WHEN TOM BUECHELE, vicar of St. John’s Episcopal Church in Bisbee, Ariz., and my church home, asked me to accompany a group of 48 clergy and laity headed for Altar in Mexico’s Sonora state to witness migrants preparing to enter the United States, my first instinct was to say “no.”
As the mayor of Bisbee, just five miles from the U.S.-Mexico border, I had seen too much of the economic and social damage caused by swelling immigration from across the border.
Still, my deepest concern was for the migrants themselves. I wanted to see firsthand the faces of the migrants that I so far only had seen waiting for the Border Patrol vans to arrive and take them back to Mexico.
So I said “yes.”
Altar is another dusty, hot, raw-looking northern Sonoran town, a traditional jumping off point for those coming north. When my group met with about 30 migrants in their small hotel, we discovered that most were country people, unschooled and unskilled, from small rural places in Guatemala.
Incredibly, they had walked to Altar, a distance of more than 2,000 miles. They planned to walk into the United States, 60 miles to the north. To see this kind of courage and hope in the open and honest faces of simple country people was moving beyond words. I knew I was in the presence of God’s grace.
Whatever else the gospels are about, they are about solidarity with the poor, the isolated and the rejected. They are a confessional ethic and witness for the priority of the powerless and the dispossessed, the triumph of the Word of God in the midst of the reign of death.
What does this mean in the current crisis of migration?
As a retired professor of public health and a former health official, my first instinct was to look for reforms that would remedy the deadly policy of forcing migrants out into the desert to discourage their journey northward.
But after seeing the faces of the migrants up close and hearing their stories, I knew my response and the church’s response must be even more. It must flow from the gospel’s petition, “Thy Kingdom come.”
The former mayor of Altar, Francisco Javier Garcia, spoke to our group. He mentioned the hopeless inability of many parts of the world to “keep up” and compete with the globalization of the world’s economy, a process that is devouring the poor of the world.
The infrastructure along our common border is decaying and neglected. This looming disaster could be a glorious opportunity for major public investments, for work and training for our poorest workers on both sides of the border.
It could be an opportunity to start ending the cycle of poverty and start normalizing immigration and to make our borders more humane.
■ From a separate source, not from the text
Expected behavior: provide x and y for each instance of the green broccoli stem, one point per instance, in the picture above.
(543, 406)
Our town of Bisbee is undertaking a $30 million wastewater overhaul project with the help of the North American Development Bank, an institution created by the North American Free Trade Agreement.
Undertaking a major new public works initiative could be the cornerstone of the church’s gospel witness for the poor and the rejected.
Toward that end, I would suggest that we demand that the United States enter into a new NAFTA, a new North American Fair Trade Agreement that protects and strengthens the poor and the undefended. It should do more than foster trade; it should strengthen the rights of working people and discourage the heedless exportation of work between the two nations. A new NAFTA could also establish a regulated and humane migration policy between our nations and the other countries in this region.
This new direction can come only if the church continues its witness against placing our deepest faith in military prowess and redemptive violence as the cornerstone of our national security.
Ours is an ethic and a gospel of the possibility of the impossible. We in the church must witness that the final word is life and the triumphant presence of the Word of God in all of creation.